Updated: July 23, 2020 8:48:53 pm
National carrier Air India Thursday ruled out laying off its employees but said the rationalisation of allowances had to be implemented in view of the debilitating impact of the Covid-19 pandemic on the aviation sector. The statement comes days after Air India said it would send some employees on leave without pay for up to five years.
“Recent decisions of the Air India Board regarding rationalization of staff cost were reviewed in a meeting this evening. The meeting reiterated that unlike other carriers which have laid off large number of their employees, no employee of AirIndia will be laid off,” the airline said in a series of tweets.
Recent decisions of AirIndia Board regarding rationalization of staff cost were reviewed in a meeting at @MoCA_goi this evening.The meeting reiterated that unlike other carriers which have laid off large number of their employees,no employee of AirIndia will be laid off. (1/3)
— Air India (@airindiain) July 23, 2020
The statement also comes two days after India’s largest airline IndiGo, which is also the country’s only cash-positive airline, announced laying off 10 per cent of its workforce because of the economic crisis. Budget carrier GoAir has also put most of its employees on compulsory leave without pay (LWP) since April.
On Wednesday, Air India had announced a reduction in the allowances of its employees, who have a monthly gross salary of more than Rs 25,000, by up to 50 per cent.
“There has been no reduction in the Basic pay, DA and HRA of any category of employees.
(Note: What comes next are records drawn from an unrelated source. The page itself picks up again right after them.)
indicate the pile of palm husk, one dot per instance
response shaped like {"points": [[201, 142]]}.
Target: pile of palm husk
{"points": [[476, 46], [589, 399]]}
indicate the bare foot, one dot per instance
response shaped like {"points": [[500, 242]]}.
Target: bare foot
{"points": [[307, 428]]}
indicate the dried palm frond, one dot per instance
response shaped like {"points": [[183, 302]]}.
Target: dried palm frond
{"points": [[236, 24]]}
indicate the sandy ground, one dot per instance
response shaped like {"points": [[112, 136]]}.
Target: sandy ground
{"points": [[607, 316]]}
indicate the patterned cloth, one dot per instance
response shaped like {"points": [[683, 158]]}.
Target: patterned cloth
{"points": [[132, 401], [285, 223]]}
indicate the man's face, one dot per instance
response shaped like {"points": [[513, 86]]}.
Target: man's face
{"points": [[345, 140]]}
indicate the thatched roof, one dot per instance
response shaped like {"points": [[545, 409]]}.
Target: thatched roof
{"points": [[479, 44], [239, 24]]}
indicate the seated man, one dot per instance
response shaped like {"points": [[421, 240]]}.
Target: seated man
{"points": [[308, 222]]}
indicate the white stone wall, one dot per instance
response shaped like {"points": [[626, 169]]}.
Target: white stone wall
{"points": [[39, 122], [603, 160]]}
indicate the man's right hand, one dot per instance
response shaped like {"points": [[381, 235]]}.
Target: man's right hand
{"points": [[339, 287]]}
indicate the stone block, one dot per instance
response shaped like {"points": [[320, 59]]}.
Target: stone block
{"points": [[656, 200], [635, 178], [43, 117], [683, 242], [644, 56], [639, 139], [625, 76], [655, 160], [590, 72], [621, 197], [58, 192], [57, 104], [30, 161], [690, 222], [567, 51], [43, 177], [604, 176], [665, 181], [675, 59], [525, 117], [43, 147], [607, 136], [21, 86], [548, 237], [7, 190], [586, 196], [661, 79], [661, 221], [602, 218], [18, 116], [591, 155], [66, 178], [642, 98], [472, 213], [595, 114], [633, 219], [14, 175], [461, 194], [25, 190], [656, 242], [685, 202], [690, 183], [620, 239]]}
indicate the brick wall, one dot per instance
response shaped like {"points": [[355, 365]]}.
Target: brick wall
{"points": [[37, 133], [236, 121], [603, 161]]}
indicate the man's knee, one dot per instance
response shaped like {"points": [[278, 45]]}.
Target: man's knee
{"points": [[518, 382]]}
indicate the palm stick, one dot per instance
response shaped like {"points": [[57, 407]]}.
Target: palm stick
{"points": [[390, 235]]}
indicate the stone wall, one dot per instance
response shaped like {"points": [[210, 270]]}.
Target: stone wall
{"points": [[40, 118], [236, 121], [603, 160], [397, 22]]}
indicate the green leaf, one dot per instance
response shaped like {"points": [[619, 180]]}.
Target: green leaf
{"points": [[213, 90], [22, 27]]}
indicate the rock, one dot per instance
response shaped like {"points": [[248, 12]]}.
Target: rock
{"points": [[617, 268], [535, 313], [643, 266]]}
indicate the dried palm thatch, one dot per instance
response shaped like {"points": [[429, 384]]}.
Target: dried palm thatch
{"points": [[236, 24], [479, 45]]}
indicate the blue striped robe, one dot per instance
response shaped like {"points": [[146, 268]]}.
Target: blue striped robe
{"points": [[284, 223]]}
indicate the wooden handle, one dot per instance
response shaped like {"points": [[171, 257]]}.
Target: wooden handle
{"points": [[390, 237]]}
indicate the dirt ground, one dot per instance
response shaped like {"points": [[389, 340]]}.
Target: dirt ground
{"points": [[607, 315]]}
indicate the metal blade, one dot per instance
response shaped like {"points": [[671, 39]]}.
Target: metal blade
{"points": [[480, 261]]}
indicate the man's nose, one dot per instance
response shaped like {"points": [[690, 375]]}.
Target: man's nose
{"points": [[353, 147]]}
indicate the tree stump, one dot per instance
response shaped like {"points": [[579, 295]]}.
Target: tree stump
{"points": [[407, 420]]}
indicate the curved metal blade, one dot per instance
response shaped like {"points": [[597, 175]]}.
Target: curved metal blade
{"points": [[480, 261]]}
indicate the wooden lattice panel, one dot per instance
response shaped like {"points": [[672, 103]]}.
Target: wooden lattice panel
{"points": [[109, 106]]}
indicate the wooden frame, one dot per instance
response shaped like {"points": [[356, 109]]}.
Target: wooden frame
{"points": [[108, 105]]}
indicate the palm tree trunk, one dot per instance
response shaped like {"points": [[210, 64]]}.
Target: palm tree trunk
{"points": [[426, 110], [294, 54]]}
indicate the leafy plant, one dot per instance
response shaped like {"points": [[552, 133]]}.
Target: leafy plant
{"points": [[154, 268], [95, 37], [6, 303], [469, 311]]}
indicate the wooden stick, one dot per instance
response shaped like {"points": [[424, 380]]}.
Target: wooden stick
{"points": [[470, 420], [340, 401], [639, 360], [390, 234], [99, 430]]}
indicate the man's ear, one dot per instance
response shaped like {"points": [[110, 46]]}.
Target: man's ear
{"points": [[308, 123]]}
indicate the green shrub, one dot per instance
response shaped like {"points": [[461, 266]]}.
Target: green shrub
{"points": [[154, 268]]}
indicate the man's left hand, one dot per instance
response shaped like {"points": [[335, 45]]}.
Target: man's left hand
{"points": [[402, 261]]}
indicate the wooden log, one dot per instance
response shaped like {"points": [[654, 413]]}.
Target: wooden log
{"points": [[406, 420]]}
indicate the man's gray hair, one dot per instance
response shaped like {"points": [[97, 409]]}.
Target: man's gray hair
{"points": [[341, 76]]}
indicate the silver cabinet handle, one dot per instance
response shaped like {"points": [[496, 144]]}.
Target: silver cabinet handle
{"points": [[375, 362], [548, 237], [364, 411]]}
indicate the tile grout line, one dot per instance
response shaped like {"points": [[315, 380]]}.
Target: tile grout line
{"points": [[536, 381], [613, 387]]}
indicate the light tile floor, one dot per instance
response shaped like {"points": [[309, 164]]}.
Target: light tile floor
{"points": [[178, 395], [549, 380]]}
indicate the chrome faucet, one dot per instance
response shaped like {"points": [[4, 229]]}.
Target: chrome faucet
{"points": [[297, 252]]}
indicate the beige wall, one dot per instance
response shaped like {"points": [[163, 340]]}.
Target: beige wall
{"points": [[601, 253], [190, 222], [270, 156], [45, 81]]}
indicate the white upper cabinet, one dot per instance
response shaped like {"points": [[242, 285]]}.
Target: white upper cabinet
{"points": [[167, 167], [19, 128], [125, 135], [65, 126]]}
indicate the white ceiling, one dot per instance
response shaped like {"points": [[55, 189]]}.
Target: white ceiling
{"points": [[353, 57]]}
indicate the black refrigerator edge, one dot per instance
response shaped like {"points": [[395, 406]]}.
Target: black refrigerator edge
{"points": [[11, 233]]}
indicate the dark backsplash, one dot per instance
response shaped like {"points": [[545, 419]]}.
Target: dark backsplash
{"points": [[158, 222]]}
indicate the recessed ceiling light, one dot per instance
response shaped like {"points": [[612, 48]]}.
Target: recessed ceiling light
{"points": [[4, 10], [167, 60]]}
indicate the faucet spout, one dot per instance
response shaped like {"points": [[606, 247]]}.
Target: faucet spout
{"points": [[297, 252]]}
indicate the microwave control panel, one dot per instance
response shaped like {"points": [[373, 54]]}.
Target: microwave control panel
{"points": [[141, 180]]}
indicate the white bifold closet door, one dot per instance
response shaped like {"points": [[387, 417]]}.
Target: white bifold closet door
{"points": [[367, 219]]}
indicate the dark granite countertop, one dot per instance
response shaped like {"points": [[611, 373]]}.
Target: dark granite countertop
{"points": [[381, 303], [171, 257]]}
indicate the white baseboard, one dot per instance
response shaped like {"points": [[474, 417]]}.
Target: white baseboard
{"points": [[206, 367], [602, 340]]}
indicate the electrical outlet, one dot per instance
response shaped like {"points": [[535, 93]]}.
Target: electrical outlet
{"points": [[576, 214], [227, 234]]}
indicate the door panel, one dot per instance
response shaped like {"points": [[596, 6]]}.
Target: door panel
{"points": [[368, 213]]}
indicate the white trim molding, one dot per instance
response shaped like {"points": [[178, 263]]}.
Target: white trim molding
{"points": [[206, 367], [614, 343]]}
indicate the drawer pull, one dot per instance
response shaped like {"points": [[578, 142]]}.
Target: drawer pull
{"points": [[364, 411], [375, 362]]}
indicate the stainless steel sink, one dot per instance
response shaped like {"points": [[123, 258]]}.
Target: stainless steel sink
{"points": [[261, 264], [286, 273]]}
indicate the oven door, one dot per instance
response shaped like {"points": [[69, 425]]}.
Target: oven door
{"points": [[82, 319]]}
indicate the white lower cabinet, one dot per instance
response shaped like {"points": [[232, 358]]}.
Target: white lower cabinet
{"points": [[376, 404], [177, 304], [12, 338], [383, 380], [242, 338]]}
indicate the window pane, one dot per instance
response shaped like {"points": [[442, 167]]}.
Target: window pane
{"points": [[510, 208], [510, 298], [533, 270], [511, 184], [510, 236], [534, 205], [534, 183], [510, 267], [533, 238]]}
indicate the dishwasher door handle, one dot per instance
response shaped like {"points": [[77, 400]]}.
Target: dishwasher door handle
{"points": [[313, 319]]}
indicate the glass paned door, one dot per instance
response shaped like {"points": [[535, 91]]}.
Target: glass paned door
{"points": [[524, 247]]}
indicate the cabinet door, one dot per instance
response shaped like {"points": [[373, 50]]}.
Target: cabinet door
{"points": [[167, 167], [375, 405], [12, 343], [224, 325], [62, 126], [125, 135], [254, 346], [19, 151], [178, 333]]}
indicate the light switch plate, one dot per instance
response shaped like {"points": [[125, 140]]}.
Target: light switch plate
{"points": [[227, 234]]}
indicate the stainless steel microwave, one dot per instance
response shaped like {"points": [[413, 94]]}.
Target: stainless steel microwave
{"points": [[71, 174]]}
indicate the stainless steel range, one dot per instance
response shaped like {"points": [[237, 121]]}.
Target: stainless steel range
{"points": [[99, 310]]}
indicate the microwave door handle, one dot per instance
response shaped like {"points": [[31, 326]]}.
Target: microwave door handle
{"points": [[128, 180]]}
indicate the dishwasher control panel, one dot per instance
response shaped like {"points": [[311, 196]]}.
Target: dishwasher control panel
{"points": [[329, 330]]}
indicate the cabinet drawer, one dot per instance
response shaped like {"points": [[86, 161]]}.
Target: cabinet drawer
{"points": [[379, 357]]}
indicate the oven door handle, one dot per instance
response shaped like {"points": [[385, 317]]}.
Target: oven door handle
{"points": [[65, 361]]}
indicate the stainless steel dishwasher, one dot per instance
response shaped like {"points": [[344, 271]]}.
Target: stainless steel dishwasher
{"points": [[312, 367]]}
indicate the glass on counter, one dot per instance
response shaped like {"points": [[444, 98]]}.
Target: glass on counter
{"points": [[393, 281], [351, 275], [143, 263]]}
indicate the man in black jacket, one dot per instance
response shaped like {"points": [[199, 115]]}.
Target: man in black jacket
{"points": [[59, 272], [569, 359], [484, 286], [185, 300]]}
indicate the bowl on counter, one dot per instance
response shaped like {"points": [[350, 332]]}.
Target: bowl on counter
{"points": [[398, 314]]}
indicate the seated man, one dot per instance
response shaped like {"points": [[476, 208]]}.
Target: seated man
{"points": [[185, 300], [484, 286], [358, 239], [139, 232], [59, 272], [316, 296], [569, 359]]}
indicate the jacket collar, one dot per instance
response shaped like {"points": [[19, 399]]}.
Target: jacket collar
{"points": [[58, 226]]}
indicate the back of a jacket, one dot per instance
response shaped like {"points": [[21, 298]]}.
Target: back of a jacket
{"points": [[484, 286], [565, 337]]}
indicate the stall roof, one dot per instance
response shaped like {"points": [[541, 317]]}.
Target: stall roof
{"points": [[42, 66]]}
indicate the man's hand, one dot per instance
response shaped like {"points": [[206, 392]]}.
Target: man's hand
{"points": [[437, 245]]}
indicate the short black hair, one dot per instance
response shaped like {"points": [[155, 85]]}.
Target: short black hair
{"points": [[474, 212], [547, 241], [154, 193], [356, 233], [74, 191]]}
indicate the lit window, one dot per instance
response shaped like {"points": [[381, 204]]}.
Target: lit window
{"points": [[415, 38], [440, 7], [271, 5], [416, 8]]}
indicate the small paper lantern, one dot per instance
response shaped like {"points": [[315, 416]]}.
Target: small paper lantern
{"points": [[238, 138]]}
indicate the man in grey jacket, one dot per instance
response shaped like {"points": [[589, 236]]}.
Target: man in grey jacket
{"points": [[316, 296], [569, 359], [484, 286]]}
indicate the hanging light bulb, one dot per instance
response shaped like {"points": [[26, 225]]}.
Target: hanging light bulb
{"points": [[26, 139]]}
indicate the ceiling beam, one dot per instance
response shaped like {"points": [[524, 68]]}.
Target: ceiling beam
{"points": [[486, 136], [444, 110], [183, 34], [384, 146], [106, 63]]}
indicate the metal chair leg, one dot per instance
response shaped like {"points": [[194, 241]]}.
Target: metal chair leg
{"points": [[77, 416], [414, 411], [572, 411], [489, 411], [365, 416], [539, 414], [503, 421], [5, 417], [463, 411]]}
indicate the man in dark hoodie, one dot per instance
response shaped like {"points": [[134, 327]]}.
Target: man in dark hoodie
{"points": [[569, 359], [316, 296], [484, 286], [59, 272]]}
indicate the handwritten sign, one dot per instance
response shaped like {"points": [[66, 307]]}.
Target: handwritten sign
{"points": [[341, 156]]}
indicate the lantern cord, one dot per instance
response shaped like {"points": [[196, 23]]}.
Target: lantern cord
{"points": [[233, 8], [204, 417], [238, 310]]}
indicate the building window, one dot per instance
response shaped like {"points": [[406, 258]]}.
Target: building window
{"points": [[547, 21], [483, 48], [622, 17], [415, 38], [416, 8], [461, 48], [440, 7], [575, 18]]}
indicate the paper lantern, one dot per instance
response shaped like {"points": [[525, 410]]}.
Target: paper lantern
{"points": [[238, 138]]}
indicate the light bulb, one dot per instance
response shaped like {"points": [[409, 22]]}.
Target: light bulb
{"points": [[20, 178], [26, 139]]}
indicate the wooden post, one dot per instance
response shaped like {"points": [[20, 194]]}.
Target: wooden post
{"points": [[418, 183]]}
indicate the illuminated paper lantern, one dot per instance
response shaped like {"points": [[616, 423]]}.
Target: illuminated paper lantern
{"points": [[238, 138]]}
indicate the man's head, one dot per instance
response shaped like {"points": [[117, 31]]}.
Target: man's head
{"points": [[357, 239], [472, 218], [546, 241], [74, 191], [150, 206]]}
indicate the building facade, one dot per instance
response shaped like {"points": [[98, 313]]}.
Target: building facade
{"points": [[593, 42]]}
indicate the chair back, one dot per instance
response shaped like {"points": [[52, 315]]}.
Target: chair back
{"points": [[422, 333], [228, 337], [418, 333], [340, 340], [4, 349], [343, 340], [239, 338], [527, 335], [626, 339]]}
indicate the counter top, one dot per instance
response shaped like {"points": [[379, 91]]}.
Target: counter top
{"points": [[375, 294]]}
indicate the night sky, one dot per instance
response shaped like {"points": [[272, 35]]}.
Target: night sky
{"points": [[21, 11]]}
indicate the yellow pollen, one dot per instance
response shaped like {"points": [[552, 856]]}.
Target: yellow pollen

The rationalisation of allowances had to be implemented on account of the difficult financial condition of the airline that were exacerbated by COVID-19,” the airline said.
Further, it has been decided that flying crew will be paid as per the actual number of hours flown. “As domestic and international operations expand to reach pre-COVID levels and the financial position of Air India improves, the rationalization of allowances will be reviewed,” it said.
According to an official order dated July 14, the airlines had started the process of identifying employees, based on various factors like efficiency, health and redundancy, who will be sent on compulsory LWP for up to five years. Last week, Civil Aviation Minister Hardeep Singh Puri justified the national carrier’s decision to send certain employees on LWP, saying cost-cutting is necessary as equity infusion of Rs 500-600 crore every year is not sustainable.
The two-month ban on scheduled domestic passenger flights in India from March 26 to May 24 had a severe impact on the financial condition of airlines. All airlines in India have taken cost-cutting measures such as pay cuts, LWP and firings of employees in order to conserve cash flow.
Besides, Air India has a debt of around Rs 70,000 crore and the government started the process to sell it to a private entity in January this year. The national carrier’s net loss in 2018-19 was around Rs 8,500 crore.
India resumed domestic passenger flights from May 25 after a gap of two months due to the coronavirus pandemic. However, the airlines have been allowed to operate only a maximum of 45 per cent of their pre-COVID domestic flights. Occupancy rate in Indian domestic flights has been around 50-60 per cent since May 25.